The tension within evangelicalism, including over the word "evangelical" as an identity marker has manifested in recent research data.
A November LifeWay survey of 1,000 American adults on evangelical beliefs and identity revealed that among the respondents who self-identified as evangelical and born-again, only 45 percent were categorized as having distinctly evangelical beliefs, according to Lifeway's definition based on key Christian tenets. The study also discovered an interesting gap between self-identification and actual beliefs.
Among those who responded that they would identify as evangelical if not for the current political connotation associated with the term, only 43 percent were categorized as having evangelical beliefs. Approximately 69 percent of respondents who do hold core evangelical beliefs actually identify as evangelical, meaning that around 30 percent hold evangelical beliefs but do not call themselves "evangelical."
The latest iterations of disgust from public evangelicals come on the heels of commentary by other thoughtful writers who have observed the widening intergenerational chasm within evangelical congregations.
In a Nov. 25 New York Times column titled "Is There An Evangelical Crisis," Ross Douthat, a Catholic, noted that recent political tumbles have caused many younger evangelicals to feel alienated and betrayed by their older leaders, and suggested that despite evangelical resilience, a "crackup" appears to be on the horizon.
"In this scenario the label [evangelical] itself would become contested, with the kind of winsome and multiethnic evangelicalism envisioned by the anti-Trump Southern Baptist Russell Moore pitted against the nationalist evangelicalism of a Jerry Falwell Jr. or Robert Jeffress, and churches along the fault line internally embattled and dividing," he wrote.
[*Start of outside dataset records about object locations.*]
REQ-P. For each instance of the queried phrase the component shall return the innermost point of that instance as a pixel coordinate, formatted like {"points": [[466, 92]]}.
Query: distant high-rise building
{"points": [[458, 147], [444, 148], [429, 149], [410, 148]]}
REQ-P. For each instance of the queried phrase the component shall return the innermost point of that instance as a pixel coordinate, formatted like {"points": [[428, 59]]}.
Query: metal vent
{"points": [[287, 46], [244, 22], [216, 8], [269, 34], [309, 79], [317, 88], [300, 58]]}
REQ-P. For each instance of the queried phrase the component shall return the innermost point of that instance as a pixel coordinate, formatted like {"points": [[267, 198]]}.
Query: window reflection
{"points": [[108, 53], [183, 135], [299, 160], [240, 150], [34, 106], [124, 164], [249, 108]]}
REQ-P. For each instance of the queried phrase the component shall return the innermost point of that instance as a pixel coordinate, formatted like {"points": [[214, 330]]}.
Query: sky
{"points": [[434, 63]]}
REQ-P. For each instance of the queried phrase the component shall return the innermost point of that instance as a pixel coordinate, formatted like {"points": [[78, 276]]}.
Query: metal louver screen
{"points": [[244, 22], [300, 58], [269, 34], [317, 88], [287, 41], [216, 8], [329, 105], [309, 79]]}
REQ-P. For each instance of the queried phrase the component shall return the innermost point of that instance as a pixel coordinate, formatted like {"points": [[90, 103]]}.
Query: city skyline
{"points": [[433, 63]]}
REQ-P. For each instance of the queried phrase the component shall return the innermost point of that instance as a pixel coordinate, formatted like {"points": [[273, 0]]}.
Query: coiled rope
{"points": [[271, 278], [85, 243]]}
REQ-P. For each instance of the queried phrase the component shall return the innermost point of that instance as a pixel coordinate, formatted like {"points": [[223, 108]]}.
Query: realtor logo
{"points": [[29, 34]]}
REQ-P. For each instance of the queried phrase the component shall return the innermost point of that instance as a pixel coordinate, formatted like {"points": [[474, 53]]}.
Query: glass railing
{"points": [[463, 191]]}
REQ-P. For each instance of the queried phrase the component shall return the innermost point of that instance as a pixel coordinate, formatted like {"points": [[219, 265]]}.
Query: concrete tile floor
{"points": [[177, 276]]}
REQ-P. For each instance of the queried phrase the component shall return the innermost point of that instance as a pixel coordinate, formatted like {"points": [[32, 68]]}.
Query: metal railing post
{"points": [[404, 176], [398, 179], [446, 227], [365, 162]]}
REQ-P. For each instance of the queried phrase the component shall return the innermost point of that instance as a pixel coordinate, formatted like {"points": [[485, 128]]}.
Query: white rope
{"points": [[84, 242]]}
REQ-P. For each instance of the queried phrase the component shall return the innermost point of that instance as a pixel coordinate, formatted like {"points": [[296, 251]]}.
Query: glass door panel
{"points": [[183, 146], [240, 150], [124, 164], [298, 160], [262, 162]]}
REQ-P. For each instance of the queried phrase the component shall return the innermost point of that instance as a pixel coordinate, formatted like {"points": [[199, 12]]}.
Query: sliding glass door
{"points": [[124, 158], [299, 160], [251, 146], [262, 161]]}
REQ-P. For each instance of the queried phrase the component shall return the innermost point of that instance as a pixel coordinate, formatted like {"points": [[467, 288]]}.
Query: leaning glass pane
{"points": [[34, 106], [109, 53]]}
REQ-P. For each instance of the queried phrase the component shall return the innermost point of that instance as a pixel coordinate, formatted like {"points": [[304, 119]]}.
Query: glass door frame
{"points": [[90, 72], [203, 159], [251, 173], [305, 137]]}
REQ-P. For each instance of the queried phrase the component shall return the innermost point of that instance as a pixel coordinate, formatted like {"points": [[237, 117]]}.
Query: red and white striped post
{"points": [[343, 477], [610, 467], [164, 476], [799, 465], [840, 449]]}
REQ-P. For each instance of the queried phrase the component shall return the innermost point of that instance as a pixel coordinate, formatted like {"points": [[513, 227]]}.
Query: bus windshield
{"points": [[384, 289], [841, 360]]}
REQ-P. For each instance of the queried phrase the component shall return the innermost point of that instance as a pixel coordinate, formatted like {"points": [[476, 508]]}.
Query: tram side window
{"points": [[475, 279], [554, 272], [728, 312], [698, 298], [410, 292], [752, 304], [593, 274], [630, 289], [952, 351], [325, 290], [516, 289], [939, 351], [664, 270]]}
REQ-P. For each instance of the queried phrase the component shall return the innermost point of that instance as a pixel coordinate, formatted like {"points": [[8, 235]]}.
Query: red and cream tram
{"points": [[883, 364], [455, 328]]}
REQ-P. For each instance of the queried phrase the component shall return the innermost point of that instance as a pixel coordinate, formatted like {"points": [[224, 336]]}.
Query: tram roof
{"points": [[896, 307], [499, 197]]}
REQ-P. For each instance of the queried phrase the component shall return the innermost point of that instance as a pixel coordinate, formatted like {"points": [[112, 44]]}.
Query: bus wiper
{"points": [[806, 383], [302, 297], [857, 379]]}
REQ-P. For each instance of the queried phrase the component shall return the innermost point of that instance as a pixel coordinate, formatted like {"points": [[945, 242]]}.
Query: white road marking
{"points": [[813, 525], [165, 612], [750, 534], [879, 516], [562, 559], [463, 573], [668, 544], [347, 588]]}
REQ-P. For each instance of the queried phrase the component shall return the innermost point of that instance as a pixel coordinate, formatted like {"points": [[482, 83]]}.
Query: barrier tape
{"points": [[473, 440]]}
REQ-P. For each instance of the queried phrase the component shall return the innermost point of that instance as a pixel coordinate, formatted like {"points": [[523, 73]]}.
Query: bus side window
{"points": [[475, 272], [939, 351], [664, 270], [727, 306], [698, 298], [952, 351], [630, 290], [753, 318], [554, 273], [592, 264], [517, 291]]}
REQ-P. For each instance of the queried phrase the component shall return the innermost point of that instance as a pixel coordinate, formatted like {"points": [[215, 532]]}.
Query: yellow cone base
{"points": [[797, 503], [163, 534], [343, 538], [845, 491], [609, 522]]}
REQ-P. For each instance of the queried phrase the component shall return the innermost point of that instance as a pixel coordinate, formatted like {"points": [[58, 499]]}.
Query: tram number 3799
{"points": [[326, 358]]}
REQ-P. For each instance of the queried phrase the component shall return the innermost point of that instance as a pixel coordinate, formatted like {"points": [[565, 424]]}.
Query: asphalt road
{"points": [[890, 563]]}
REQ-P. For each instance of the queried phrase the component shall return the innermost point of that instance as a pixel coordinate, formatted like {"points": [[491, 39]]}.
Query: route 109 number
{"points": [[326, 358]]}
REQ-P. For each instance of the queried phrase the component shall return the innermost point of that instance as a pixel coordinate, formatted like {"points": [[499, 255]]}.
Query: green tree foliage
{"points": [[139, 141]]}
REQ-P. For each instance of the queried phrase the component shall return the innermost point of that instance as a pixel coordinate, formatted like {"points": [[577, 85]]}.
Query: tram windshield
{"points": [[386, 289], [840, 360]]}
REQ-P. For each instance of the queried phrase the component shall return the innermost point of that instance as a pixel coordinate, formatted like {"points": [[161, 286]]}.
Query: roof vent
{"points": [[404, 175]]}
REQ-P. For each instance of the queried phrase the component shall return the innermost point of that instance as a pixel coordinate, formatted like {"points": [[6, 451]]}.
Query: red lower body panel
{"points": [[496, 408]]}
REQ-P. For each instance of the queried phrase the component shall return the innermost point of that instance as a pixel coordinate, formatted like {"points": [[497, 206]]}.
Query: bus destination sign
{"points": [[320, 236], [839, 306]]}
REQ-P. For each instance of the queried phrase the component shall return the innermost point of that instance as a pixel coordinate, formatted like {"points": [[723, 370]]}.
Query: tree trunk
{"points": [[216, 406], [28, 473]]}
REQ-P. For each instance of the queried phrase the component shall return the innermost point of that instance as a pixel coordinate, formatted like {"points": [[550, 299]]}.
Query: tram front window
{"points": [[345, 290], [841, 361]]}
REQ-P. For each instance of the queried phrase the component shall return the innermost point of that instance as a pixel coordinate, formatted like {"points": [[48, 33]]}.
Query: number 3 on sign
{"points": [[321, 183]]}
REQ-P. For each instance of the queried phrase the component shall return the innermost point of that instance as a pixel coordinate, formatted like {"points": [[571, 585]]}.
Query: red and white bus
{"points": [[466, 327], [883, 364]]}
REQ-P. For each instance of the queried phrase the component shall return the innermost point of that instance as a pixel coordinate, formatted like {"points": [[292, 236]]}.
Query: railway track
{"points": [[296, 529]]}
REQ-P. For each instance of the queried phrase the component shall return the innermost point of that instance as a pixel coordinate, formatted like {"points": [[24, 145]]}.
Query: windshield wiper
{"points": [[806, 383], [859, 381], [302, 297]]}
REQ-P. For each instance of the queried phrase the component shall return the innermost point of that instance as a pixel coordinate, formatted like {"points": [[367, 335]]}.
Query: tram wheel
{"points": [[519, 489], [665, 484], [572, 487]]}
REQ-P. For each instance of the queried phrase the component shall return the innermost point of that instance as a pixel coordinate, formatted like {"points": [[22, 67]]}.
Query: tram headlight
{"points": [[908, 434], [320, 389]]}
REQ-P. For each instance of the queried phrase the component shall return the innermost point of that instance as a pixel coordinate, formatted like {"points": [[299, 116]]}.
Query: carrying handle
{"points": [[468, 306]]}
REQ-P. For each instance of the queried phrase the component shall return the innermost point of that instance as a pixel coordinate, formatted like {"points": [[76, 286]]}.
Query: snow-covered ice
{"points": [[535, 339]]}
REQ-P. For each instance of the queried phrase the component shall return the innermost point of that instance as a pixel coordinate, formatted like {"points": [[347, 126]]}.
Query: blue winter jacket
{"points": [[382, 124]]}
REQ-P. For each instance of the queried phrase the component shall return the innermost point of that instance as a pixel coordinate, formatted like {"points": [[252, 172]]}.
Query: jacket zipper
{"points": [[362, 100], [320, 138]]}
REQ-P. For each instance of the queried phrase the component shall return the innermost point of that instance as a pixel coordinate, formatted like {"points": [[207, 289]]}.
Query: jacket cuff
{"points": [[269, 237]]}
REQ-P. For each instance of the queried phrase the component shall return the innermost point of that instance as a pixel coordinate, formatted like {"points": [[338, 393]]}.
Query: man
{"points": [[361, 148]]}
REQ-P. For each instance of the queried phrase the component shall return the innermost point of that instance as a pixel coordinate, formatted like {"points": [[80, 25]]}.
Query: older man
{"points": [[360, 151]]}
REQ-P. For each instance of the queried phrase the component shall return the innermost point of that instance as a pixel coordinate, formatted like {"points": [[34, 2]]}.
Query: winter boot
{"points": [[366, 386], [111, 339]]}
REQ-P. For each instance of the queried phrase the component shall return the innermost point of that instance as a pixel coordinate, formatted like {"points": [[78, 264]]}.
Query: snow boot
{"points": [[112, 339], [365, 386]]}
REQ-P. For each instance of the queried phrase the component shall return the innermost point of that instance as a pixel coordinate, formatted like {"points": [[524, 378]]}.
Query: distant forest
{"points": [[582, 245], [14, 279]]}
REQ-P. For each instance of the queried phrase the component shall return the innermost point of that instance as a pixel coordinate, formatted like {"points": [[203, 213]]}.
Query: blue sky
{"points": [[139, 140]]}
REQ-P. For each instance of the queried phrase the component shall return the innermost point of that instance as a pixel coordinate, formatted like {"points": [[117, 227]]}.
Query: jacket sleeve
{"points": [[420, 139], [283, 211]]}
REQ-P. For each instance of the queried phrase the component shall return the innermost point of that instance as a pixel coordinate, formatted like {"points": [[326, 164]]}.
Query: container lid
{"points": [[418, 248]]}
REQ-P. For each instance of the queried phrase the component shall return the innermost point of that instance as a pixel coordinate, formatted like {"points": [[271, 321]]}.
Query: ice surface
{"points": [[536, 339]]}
A more pessimistic possibility, Douthat believes, is that the evangelical label won't be contested and American evangelicals will be defined by the cultural evangelicalism seen among Trump's most enthusiastic supporters.
"But it's also possible that evangelical intellectuals and writers, and their friends in other Christian traditions, have overestimated how much a serious theology has ever mattered to evangelicalism's sociological success."
The Trump-era crisis of the evangelical mind, then, may be "confined to theologians and academics and pundits and a few outlier congregations — and that it is this group, not the cultural Christians who voted enthusiastically for Trump, who represent the real evangelical penumbra, which could float away and leave evangelicalism less intellectual, more partisan, more racially segregated."
Such a change would not alter evangelicalism as a cultural phenomenon. And it is precisely that cultural phenomenon that irritates leaders like Russell Moore, president of the Ethics & Religious Liberty Commission, the policy arm of the Southern Baptist Convention. Moore has often used his platform to speak out against American civil religion as a nefarious force to be resisted, one fundamentally at odds with evangelical Christianity.
"American evangelicalism is old and sick and weak, and doesn't even know it," Moore wrote in a post on his website Monday upon seeing a photo of a bumper sticker indicative of the American politics-infused cultural Christianity which read: "If Jesus Had a Gun, He'd Still Be Alive Today."
"We are bored by what the Bible reveals as mysterious and glorious, and red-in-the-face about what hardly matters in the broad sweep of eternity. We clamor for the kind of power the world can recognize while ignoring the very power of God that comes through Christ and him crucified. We've traded in the Sermon on the Mount for slogans on our cars. We've exchanged Christ the King for Christ the meme."
He concluded: "And through it all, we demonstrate what we care about — the same power and self-leverage this age already values."